Aircel has been in the news for the past couple of days due to its financial issues. A few days earlier reports also emerged about how the telecom operator warned its employees of difficult times ahead. As reports mention, profitability and revenue of the company is on a decline. In the midst of this, Aircel customers from Tamil Nadu and the Northeast, especially Assam took to social media to complain about its interrupted services.
Some customers even laid siege to some of its outlets in Coimbatore following rumours about closure of its service. A company official clarified the network service provider was facing some issues and they were trying to resolve it. According to some of the customers they were neither able to make a call nor receive and they termed it as the first step towards total closure of services.

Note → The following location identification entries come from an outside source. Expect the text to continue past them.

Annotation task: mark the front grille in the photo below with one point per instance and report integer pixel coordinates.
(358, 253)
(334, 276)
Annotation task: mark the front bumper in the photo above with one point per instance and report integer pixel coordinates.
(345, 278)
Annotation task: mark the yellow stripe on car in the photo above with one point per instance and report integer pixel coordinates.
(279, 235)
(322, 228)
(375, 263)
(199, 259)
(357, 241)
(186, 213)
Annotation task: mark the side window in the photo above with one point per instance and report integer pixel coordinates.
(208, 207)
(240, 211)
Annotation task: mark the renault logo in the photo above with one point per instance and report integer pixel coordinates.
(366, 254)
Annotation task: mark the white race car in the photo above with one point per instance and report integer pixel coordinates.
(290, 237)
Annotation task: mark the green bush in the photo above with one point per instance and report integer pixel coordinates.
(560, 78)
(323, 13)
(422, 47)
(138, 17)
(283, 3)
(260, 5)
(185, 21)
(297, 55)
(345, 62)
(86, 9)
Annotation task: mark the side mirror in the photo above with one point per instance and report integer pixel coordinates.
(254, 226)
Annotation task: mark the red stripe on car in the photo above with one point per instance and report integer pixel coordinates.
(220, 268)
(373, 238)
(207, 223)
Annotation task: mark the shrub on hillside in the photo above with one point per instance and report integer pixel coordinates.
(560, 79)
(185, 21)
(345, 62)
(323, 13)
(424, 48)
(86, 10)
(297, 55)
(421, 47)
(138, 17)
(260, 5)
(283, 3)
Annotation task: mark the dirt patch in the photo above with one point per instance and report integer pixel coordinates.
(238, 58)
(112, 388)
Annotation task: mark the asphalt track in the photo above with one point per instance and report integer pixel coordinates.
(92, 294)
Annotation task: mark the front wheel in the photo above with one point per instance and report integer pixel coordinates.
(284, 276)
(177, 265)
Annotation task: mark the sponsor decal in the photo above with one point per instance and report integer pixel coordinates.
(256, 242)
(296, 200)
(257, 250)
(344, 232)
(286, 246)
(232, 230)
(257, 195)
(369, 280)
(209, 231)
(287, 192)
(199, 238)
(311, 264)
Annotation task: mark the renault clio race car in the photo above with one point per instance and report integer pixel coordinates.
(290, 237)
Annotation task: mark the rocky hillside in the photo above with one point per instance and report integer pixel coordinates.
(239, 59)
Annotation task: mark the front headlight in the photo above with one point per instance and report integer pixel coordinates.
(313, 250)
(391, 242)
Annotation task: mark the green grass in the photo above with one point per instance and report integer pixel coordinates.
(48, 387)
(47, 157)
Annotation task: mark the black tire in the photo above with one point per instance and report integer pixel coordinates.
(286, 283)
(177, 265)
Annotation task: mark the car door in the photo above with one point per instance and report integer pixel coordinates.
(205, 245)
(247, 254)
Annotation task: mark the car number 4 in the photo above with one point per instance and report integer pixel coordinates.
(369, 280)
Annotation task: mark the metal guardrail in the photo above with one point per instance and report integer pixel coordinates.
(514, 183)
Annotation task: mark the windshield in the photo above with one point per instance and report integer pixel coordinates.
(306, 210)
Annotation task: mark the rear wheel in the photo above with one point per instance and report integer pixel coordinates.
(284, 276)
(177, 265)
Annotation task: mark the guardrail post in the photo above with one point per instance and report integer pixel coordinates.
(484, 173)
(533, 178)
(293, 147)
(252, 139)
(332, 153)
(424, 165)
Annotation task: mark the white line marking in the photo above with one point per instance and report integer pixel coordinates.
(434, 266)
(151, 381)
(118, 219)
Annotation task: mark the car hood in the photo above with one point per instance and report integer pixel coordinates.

Some even complained that they were unable to use the mobile number porting facility due to network issues.
The company outlet employees tried to convince the protesting customers, saying the rumours were spread by the competitors and claimed there were no such issues. But when contacted by PTI, an official spokesperson of Aircel, said they were trying to resolve the issue. "Aircel is facing network issues and we are trying to find a way to resolve this at the soonest possible," the official said.
The interruption in service arose from tower infrastructure providers stopping their services for the company due to financial issues. One of the operators that control around 10,000 towers in Tamil Nadu, switched off 9,000 of them.
There has also been a mass exodus of customers who are opting for portability, leading to crashing of Aircel servers. Around 15 million of its 89 million customers are in Tamil Nadu alone. According to a report in Business Standard, company officials revealed that in the past few days they have received almost 10 times the number of port requests they usually receive. A crash of servers means that the supply of porting codes has been affected.
To put it in perspective, Aircel received a million port requests in the past few days, with half of them coming on Wednesday itself. The company has the capacity to handle less than 1,00,000 port requests in a month.
K Sankara Narayanan, head of SBU (South), Aircel, said that they are in talks with the tower infrastructure provider to put their services back up so that customers don't suffer. According to reports Aircel is now creating manual codes to see through each of these porting requests.
The onslaught of Jio has been felt acutely by the company. Aircel's profits dropped to Rs 5 crore by mid-year in 2017 after the launch of Jio, before it slid to an operating loss of Rs 120 crore. Last year, Aircel and Reliance Communications had planned to join hands but the deal did not materialise either.
Aircel, owned by Malaysia's Maxis Communications is considering filing for bankruptcy under NCLT.